I have a question about the use of the bsts
package. In general my question is if my approach is feasible. Because my holdout MAPE is much worse than all the other approaches I have in my ensemble.
Here is my code.
library("bsts")
library("ggplot2")
library("reshape")
# split into test and train ------------------------------------------------------
date <- as.Date("2017-06-04")
horizon <- 105
model.data$DATUM <- as.Date(model.data$DATUM)
xtrain <- model.data[model.data$DATUM <= date,]
xtest <- model.data[model.data$DATUM > date,]
# building the first model ------------------------------------------------------
ss <- list()
ss <- AddSemilocalLinearTrend(ss, xtrain$ITEMS)
ss <- AddSeasonal(ss,xtrain$ITEMS,nseasons = 52,
season.duration = 7)
# V7 is a dummy variable for the one outlier
fit <- bsts(ITEMS ~ V7 ,
data = xtrain,
seed = 100,
state.specification = ss,
niter = 1500)
# validation --------------------------------------------------------------------
burn <- SuggestBurn(0.1,fit)
fcast.holdout <- predict(fit,
newdata = xtest,
h = horizon,
burn = burn)
validation.time <- data.frame("semi.local.linear.bsts" = as.numeric(fcast.holdout$mean),
"actual" = model.data[model.data$DATUM > date,"ITEMS"],
"datum" = model.data[model.data$DATUM > date,"DATUM"])

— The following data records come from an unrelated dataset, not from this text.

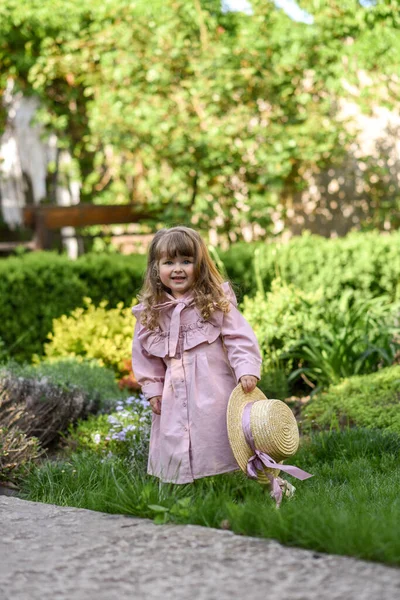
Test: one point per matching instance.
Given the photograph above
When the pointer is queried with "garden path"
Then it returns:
(51, 552)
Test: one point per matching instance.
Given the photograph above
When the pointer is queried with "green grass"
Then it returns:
(351, 506)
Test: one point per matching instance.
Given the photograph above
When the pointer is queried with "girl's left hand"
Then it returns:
(248, 382)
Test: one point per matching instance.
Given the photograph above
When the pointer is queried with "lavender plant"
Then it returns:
(124, 433)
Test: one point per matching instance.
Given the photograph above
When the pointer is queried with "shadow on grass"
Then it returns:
(351, 506)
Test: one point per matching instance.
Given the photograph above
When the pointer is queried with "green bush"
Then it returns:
(97, 382)
(358, 336)
(370, 401)
(17, 453)
(125, 433)
(94, 332)
(304, 333)
(367, 262)
(280, 318)
(41, 286)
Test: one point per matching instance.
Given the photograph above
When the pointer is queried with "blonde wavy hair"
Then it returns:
(207, 292)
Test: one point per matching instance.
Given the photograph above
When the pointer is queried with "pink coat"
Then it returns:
(194, 364)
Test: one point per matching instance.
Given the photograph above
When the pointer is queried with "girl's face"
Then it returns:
(177, 273)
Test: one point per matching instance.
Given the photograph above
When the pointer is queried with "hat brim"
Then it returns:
(240, 448)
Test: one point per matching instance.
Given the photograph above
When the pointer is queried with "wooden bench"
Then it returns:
(45, 218)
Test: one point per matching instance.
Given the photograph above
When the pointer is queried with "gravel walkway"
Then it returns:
(50, 552)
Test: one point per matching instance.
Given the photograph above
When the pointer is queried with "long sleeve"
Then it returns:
(240, 341)
(149, 370)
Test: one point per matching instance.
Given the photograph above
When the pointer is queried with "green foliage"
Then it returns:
(97, 382)
(17, 454)
(358, 336)
(229, 111)
(356, 478)
(124, 433)
(280, 318)
(41, 286)
(367, 262)
(370, 401)
(91, 332)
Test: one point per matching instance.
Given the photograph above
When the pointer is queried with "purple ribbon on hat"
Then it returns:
(260, 458)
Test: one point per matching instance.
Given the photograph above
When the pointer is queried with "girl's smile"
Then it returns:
(177, 274)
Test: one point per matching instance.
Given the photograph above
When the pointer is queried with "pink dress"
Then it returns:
(194, 364)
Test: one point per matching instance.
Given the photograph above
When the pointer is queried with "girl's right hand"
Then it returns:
(155, 403)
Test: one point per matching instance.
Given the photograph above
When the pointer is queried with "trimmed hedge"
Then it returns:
(38, 287)
(369, 401)
(368, 262)
(41, 286)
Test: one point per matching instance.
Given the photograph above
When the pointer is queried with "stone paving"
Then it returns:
(51, 552)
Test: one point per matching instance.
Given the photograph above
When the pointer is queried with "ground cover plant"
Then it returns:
(351, 505)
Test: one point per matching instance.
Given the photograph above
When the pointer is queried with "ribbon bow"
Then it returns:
(175, 323)
(261, 459)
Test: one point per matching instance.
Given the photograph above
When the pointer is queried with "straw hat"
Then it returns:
(273, 428)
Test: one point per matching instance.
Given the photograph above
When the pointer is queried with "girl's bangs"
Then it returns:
(176, 243)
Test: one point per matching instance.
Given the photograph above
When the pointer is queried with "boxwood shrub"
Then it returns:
(370, 401)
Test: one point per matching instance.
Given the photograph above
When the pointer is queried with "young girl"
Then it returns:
(191, 347)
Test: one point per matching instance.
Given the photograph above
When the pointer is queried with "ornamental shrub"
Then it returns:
(41, 286)
(371, 401)
(125, 433)
(367, 262)
(94, 332)
(96, 382)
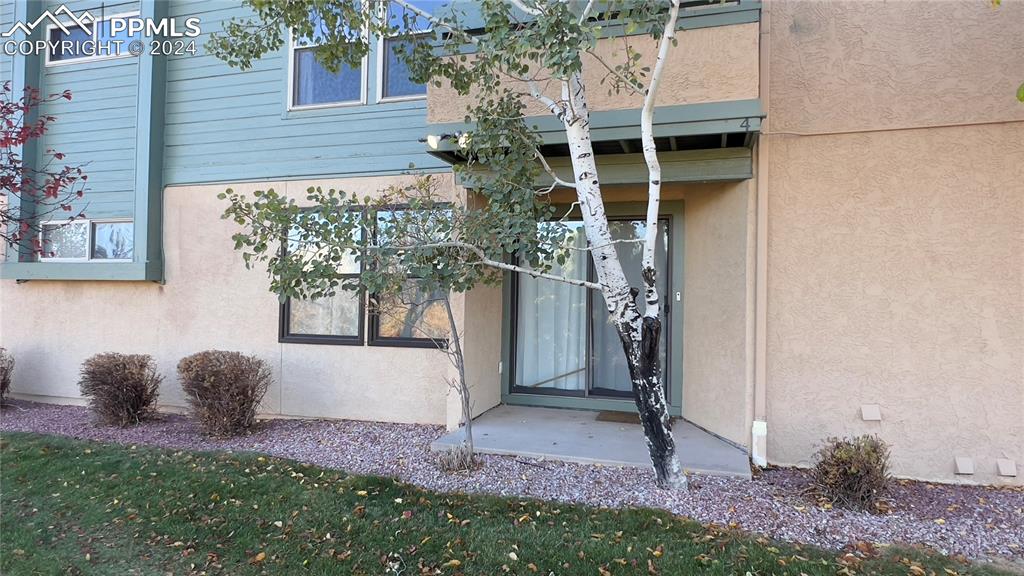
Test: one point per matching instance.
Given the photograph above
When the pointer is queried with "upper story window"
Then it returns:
(394, 81)
(109, 39)
(416, 317)
(315, 86)
(86, 241)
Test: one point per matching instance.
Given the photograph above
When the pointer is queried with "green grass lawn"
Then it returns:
(81, 507)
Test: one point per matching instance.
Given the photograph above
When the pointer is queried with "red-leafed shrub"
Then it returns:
(6, 372)
(223, 389)
(122, 387)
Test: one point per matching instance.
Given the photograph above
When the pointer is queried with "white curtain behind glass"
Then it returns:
(551, 332)
(610, 370)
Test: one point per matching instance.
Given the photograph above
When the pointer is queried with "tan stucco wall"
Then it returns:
(896, 255)
(854, 65)
(482, 334)
(718, 283)
(716, 386)
(708, 65)
(211, 300)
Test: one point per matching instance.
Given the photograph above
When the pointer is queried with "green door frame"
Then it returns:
(673, 209)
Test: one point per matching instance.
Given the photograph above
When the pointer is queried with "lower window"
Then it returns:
(415, 318)
(564, 343)
(335, 320)
(86, 240)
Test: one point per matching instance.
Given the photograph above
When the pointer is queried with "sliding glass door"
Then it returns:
(563, 341)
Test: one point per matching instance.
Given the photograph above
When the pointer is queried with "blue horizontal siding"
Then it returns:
(6, 21)
(222, 124)
(96, 128)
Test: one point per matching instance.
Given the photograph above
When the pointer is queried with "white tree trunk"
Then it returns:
(639, 335)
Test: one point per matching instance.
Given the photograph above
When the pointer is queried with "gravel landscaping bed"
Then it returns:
(975, 522)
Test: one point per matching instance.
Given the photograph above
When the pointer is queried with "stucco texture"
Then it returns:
(717, 391)
(896, 277)
(708, 65)
(855, 65)
(210, 300)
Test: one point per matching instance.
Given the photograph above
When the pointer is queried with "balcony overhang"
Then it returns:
(696, 142)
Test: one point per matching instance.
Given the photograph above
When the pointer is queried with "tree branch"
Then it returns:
(652, 309)
(522, 6)
(551, 172)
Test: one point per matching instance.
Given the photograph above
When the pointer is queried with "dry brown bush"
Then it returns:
(853, 471)
(223, 389)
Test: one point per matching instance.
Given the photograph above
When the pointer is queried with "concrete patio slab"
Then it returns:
(577, 436)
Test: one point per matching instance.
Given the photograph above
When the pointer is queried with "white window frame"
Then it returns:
(290, 97)
(95, 32)
(381, 98)
(89, 222)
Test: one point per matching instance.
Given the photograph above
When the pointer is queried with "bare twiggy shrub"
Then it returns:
(852, 471)
(457, 458)
(6, 372)
(122, 387)
(224, 389)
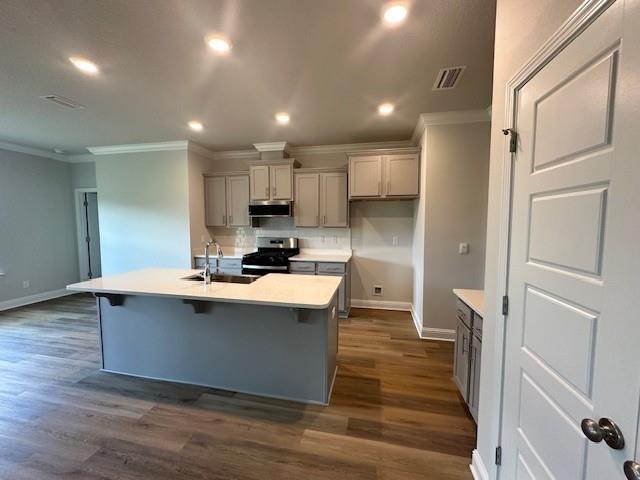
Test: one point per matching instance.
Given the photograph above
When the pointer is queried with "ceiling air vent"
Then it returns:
(448, 78)
(64, 101)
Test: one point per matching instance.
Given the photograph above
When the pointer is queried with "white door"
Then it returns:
(238, 200)
(334, 205)
(574, 321)
(365, 176)
(306, 204)
(259, 182)
(281, 182)
(215, 194)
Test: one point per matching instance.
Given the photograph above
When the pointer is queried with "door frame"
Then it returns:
(78, 193)
(577, 22)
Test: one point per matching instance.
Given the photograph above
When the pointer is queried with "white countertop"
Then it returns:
(274, 289)
(322, 255)
(229, 252)
(473, 298)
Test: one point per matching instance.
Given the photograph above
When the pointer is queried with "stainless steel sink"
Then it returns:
(220, 277)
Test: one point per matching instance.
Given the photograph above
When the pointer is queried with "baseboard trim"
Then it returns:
(381, 305)
(478, 470)
(442, 334)
(36, 298)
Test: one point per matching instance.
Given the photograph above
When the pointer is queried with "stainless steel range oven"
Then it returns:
(272, 256)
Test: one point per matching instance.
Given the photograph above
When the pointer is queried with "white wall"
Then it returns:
(37, 225)
(457, 178)
(454, 168)
(522, 27)
(143, 205)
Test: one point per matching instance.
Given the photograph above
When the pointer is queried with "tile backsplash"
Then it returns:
(245, 237)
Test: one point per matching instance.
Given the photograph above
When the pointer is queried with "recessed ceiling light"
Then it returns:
(386, 108)
(218, 44)
(282, 118)
(195, 125)
(395, 13)
(84, 65)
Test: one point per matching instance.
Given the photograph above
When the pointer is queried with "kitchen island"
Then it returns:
(276, 337)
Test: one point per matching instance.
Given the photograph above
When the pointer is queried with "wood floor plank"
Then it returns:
(394, 414)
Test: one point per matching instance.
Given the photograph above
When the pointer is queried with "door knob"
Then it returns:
(632, 470)
(605, 429)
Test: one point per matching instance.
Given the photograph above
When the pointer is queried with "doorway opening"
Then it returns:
(88, 233)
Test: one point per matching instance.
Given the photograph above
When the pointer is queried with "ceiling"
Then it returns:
(329, 63)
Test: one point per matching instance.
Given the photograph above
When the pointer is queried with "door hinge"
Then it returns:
(513, 139)
(505, 305)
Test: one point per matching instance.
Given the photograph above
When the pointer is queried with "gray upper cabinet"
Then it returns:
(272, 180)
(365, 176)
(215, 193)
(334, 205)
(226, 200)
(259, 182)
(392, 175)
(238, 200)
(401, 175)
(321, 198)
(307, 200)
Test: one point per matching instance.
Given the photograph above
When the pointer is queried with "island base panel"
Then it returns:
(270, 351)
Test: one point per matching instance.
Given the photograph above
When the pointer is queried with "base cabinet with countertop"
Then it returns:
(339, 269)
(468, 346)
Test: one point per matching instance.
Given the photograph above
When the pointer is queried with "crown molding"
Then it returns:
(14, 147)
(271, 146)
(140, 147)
(349, 147)
(448, 118)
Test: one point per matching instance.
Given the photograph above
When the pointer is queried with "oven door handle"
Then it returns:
(266, 267)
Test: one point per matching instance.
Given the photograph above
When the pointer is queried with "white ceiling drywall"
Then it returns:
(329, 63)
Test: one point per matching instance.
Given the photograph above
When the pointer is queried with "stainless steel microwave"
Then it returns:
(271, 208)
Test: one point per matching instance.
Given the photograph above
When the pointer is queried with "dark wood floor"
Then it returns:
(394, 414)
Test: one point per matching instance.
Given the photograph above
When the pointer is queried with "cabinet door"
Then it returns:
(215, 194)
(281, 182)
(306, 204)
(238, 200)
(365, 176)
(461, 365)
(334, 204)
(259, 182)
(401, 175)
(474, 377)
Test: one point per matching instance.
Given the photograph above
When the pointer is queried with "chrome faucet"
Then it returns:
(207, 268)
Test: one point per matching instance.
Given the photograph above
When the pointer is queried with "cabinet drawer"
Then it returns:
(303, 267)
(463, 312)
(331, 267)
(230, 263)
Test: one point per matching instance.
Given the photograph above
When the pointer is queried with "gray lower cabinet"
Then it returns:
(467, 357)
(462, 357)
(342, 270)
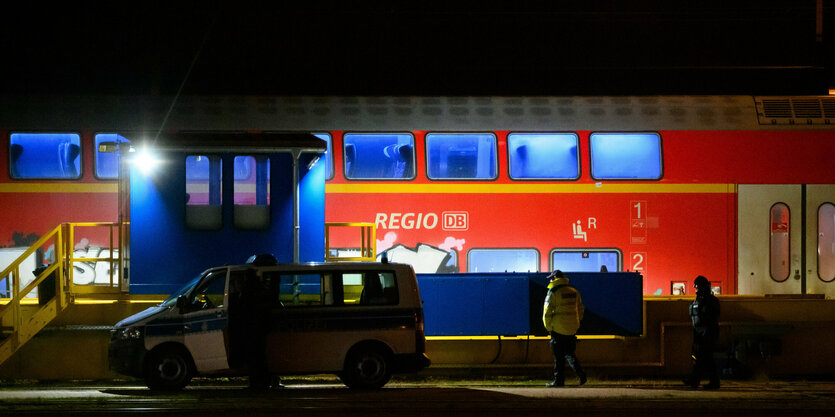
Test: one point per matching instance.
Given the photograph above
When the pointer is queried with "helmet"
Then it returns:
(701, 281)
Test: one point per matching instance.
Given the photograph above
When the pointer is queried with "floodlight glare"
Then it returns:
(146, 160)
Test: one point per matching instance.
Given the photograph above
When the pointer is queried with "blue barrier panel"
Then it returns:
(475, 304)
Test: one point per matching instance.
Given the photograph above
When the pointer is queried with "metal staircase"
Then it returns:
(23, 316)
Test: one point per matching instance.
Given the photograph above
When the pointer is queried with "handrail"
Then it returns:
(16, 327)
(22, 329)
(368, 242)
(115, 262)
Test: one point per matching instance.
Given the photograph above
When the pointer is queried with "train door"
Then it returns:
(820, 246)
(780, 249)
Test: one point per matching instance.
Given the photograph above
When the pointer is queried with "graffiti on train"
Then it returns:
(424, 258)
(91, 272)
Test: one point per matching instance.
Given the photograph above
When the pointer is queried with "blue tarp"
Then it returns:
(510, 304)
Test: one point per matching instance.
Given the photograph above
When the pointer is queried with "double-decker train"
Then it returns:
(739, 189)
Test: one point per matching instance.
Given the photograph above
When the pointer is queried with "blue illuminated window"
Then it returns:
(203, 179)
(460, 156)
(252, 180)
(618, 156)
(45, 155)
(543, 156)
(503, 260)
(204, 192)
(252, 192)
(326, 158)
(586, 260)
(107, 163)
(379, 156)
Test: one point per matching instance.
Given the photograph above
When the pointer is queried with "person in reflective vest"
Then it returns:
(561, 315)
(704, 312)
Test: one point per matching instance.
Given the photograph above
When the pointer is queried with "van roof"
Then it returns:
(351, 266)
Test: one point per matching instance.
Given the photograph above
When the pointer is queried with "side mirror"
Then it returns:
(182, 303)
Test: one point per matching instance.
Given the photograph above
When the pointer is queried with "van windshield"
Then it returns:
(172, 299)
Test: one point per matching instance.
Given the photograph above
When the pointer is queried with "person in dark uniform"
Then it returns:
(248, 319)
(704, 312)
(561, 315)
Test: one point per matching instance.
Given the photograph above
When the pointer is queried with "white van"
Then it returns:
(361, 321)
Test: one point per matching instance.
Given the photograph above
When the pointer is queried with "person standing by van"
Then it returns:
(562, 314)
(704, 312)
(249, 316)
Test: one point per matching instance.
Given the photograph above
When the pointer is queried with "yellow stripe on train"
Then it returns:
(64, 187)
(407, 188)
(517, 188)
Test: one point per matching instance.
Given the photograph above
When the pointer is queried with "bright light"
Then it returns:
(146, 160)
(312, 162)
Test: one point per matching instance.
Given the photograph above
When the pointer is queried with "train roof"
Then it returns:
(127, 114)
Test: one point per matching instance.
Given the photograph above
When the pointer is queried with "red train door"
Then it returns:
(785, 239)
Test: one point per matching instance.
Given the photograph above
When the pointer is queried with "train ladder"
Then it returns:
(21, 318)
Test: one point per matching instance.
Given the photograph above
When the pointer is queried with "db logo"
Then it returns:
(455, 220)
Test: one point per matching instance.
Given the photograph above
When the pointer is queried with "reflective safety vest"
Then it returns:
(563, 308)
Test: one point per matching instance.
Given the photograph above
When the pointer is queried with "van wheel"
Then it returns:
(366, 369)
(168, 369)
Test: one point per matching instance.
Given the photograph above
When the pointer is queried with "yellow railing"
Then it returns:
(368, 242)
(19, 325)
(115, 261)
(20, 320)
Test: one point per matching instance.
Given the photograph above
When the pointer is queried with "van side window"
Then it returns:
(305, 289)
(210, 293)
(369, 288)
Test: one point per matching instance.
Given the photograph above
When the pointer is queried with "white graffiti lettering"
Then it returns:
(406, 221)
(94, 272)
(424, 259)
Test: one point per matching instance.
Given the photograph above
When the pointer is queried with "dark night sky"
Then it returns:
(417, 48)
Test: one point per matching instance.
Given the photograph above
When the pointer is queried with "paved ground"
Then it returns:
(427, 396)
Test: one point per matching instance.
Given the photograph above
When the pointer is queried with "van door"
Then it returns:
(784, 239)
(205, 320)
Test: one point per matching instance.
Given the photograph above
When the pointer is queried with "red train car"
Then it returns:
(736, 188)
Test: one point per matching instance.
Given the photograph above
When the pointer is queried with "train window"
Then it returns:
(203, 192)
(503, 260)
(326, 158)
(618, 156)
(826, 242)
(586, 260)
(779, 242)
(379, 156)
(45, 155)
(452, 156)
(107, 163)
(543, 156)
(252, 192)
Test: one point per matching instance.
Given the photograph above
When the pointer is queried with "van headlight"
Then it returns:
(130, 333)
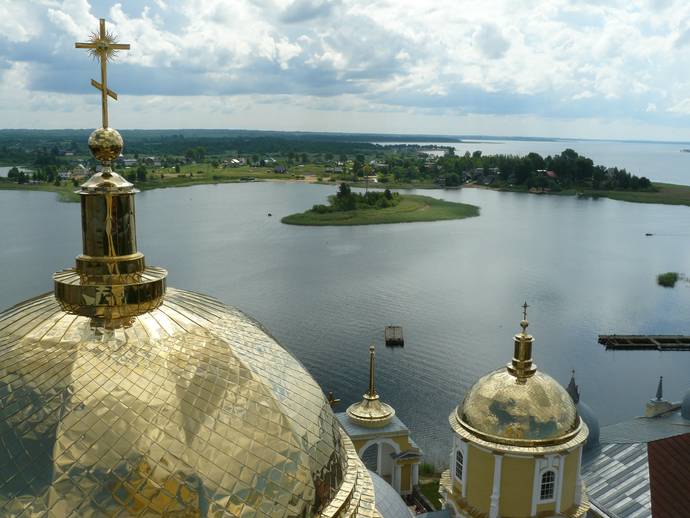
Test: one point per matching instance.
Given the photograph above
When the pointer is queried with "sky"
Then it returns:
(555, 68)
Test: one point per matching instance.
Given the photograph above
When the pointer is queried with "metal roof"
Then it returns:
(617, 479)
(645, 429)
(669, 469)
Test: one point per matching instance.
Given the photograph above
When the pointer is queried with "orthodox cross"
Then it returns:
(102, 46)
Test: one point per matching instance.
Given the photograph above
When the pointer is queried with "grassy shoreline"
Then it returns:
(203, 174)
(412, 208)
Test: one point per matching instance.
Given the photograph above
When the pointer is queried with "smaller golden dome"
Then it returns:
(500, 408)
(517, 405)
(105, 144)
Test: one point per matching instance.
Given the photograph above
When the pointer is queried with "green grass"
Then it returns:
(430, 491)
(65, 191)
(411, 208)
(668, 279)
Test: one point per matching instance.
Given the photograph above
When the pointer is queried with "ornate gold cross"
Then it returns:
(102, 45)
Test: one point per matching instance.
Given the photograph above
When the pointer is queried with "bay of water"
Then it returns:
(6, 169)
(658, 161)
(326, 293)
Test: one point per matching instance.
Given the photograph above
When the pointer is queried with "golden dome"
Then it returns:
(105, 144)
(518, 406)
(371, 412)
(500, 409)
(189, 411)
(121, 398)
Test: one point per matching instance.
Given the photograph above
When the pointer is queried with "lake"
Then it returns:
(6, 169)
(658, 161)
(326, 293)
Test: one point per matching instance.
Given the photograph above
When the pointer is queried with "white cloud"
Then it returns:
(546, 59)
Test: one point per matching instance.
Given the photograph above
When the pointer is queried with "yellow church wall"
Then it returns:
(569, 479)
(480, 473)
(402, 441)
(517, 480)
(405, 478)
(546, 509)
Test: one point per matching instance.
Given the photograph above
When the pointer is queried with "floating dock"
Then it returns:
(393, 335)
(645, 342)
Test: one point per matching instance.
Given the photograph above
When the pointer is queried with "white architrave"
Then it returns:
(559, 482)
(496, 491)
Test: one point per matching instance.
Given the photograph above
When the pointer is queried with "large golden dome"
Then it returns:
(192, 410)
(119, 398)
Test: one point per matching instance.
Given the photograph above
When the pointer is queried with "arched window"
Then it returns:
(548, 485)
(370, 457)
(458, 465)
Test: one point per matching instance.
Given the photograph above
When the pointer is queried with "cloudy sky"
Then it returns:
(564, 68)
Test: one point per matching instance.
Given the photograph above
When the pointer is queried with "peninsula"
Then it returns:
(57, 161)
(373, 208)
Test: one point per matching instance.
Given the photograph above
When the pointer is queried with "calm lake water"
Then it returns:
(584, 266)
(658, 161)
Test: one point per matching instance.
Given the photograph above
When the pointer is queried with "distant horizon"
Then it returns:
(463, 138)
(611, 70)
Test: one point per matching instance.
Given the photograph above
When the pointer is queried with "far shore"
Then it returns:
(664, 194)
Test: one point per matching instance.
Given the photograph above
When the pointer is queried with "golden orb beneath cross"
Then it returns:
(105, 144)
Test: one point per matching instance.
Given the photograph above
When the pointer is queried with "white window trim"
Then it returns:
(554, 483)
(541, 465)
(460, 446)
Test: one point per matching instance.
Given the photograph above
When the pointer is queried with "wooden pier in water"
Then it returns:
(645, 342)
(393, 335)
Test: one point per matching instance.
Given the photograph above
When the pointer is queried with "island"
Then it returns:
(379, 207)
(58, 161)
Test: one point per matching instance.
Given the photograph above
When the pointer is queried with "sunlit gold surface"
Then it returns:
(371, 412)
(517, 405)
(105, 144)
(501, 409)
(102, 46)
(191, 410)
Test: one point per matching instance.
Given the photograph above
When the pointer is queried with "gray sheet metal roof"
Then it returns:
(617, 479)
(645, 429)
(388, 501)
(396, 426)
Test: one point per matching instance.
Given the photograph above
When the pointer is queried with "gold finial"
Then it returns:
(522, 366)
(371, 412)
(524, 323)
(111, 283)
(102, 46)
(332, 400)
(372, 369)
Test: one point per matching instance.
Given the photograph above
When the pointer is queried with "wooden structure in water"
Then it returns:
(645, 342)
(393, 335)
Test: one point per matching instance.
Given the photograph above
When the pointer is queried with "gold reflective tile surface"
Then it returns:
(193, 410)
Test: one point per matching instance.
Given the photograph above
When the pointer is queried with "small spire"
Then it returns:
(573, 389)
(372, 371)
(522, 366)
(332, 400)
(371, 412)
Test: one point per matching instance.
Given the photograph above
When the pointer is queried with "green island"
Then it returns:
(373, 208)
(59, 161)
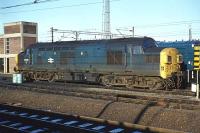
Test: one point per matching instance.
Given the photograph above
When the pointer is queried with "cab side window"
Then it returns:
(169, 59)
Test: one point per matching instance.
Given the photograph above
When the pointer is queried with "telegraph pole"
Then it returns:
(52, 36)
(190, 33)
(106, 19)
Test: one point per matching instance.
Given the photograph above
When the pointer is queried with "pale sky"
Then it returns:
(159, 19)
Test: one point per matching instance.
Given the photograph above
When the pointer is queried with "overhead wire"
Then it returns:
(28, 3)
(58, 7)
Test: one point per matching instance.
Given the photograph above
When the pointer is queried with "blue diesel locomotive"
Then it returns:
(132, 62)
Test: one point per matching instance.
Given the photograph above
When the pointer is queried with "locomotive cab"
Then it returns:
(170, 61)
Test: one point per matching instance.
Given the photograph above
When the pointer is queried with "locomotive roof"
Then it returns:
(134, 41)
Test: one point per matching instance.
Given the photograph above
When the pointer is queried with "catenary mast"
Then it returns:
(106, 19)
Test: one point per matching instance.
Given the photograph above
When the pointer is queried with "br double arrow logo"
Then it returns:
(51, 60)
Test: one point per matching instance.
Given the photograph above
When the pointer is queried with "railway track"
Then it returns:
(168, 100)
(24, 120)
(45, 84)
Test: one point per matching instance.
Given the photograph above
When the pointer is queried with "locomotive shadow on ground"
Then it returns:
(140, 115)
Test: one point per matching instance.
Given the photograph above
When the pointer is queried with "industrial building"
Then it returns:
(17, 37)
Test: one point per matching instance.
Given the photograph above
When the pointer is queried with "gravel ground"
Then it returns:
(157, 116)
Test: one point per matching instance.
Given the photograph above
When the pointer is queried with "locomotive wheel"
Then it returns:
(51, 78)
(36, 76)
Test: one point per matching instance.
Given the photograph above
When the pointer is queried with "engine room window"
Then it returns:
(114, 57)
(169, 59)
(152, 58)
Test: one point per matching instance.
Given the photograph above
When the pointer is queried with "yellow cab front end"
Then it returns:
(170, 62)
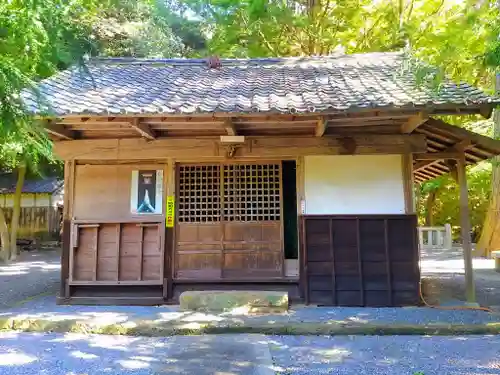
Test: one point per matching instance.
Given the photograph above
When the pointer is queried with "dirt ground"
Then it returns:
(444, 280)
(34, 273)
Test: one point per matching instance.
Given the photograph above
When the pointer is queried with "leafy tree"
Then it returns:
(39, 37)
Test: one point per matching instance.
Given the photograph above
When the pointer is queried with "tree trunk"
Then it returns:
(21, 173)
(4, 238)
(490, 234)
(429, 205)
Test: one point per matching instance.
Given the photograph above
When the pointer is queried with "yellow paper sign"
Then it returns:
(170, 212)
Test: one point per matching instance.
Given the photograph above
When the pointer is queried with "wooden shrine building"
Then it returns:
(291, 174)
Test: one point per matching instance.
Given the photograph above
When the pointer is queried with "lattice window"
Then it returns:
(245, 192)
(199, 193)
(251, 192)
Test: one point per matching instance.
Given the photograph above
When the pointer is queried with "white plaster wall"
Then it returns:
(354, 184)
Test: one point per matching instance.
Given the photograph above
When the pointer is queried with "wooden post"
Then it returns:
(69, 169)
(408, 185)
(448, 243)
(470, 291)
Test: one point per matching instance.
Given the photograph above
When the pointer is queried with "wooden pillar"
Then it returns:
(408, 185)
(169, 233)
(69, 175)
(470, 291)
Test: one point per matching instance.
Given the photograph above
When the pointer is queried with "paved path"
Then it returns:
(32, 274)
(446, 270)
(71, 354)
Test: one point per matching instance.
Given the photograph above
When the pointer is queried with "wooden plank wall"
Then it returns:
(109, 244)
(117, 253)
(363, 260)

a <- melt(validation.time,id.vars = c("datum"))
ggplot(data = a,
aes(x = datum, y = value, group = variable,color = variable))+
geom_point()+
geom_line()
plot(fcast.holdout)
The data can be found here. The data are daily sales data for a retail shop. Later I want to include some dummy variables which you can also find in the example data.
For me the main questions are:
Is the seasonal part correctly defined? I have a annual seasonality in my data and also a weekly pattern. However in the validation plot I cannot find the weekly pattern.
Why do I have such high prediction intervals? Should I change the trend part?